Die Nähe zu meiner Heimatstadt, da ich dort mein Abitur noch gemacht habe. In den ersten zwei Jahren bin ich ja gependelt. Zoltan Nagy, mein Coach aus Nördlingen, ist zur gleichen Zeit nach Ulm gewechselt. Das Jugendkonzept ist zu der Zeit ausgebaut worden und das hat mich überzeugt, dass in die Jugend investiert wird und man Chancen hat, in das BBL-Team aufzusteigen. Das Jugendhaus ist renoviert worden, das RATZ (Trainingszentrum) wurde fertiggestellt, etc.

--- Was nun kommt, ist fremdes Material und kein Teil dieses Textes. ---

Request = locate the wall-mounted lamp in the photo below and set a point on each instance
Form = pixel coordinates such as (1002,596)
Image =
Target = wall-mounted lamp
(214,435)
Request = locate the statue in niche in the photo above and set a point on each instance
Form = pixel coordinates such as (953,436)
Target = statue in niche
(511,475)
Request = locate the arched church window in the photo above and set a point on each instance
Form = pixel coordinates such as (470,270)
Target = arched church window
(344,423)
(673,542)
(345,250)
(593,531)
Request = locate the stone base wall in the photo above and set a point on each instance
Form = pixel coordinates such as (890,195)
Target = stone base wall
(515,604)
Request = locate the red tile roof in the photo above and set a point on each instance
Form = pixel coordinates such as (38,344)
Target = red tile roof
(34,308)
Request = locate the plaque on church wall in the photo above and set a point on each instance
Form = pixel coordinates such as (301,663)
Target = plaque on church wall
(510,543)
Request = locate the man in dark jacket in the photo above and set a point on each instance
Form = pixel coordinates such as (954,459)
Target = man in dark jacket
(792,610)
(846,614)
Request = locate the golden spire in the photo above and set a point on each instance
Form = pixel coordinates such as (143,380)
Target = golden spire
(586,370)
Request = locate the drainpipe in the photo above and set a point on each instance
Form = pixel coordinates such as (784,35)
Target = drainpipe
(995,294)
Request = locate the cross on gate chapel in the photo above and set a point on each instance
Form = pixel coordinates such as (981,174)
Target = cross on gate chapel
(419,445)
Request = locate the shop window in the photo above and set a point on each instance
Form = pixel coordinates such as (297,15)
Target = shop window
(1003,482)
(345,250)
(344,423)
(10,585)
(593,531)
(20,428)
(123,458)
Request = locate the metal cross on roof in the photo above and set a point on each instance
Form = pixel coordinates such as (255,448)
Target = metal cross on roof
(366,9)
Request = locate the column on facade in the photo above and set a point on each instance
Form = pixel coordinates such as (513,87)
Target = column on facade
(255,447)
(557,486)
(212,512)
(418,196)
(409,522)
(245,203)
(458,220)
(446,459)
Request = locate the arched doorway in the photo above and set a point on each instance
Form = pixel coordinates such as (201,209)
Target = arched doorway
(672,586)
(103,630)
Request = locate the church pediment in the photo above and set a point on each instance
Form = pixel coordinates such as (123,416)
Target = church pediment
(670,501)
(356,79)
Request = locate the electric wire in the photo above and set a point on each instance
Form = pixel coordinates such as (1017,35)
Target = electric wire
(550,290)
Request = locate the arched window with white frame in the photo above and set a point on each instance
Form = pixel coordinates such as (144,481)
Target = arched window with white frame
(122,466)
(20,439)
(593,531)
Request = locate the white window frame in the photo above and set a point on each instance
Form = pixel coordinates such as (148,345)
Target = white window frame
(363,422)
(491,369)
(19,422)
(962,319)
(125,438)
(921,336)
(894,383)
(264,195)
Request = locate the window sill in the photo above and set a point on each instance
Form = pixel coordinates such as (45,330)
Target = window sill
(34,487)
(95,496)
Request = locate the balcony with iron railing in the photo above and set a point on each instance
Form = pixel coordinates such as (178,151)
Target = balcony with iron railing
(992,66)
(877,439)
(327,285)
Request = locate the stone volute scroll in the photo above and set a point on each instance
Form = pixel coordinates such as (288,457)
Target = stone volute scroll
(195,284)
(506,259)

Du wurdest in Nördlingen sehr vielseitig ausgebildet. Wie sehr beeinflusst dies Dein Spiel und auf welcher Position siehst Du Dich in Zukunft spielen?

Meinem Coach war es schon immer wichtig, dass ich auf allen Positionen spielen kann. Ich bin durch diese Ausbildung viel variabler und auch jetzt noch vielseitig einsetzbar. Ich kann den Ball nach vorne bringen, werfen, aber mich genauso gut auch aufposten, wenn mich kleinere Spieler verteidigen. In der Zukunft sehe ich mich als Zweier. Jemand der den Korb attackiert, wirft, aber auch mal den Point Guard beim Spielaufbau entlastet.

Du lebst im Ulmer Spielerhaus. Wie ist das Leben dort organisiert?

Wir haben eine Betreuerin, die danach schaut, dass alles in geregelten Bahnen abläuft. Ansonsten wird für uns abends gekocht und mittags gehen wir in eine Kantine direkt neben der Trainingshalle. Wir müssen uns also um fast nichts kümmern und können uns voll auf Basketball konzentrieren. Und auf die Schule natürlich, für die jüngeren Spieler.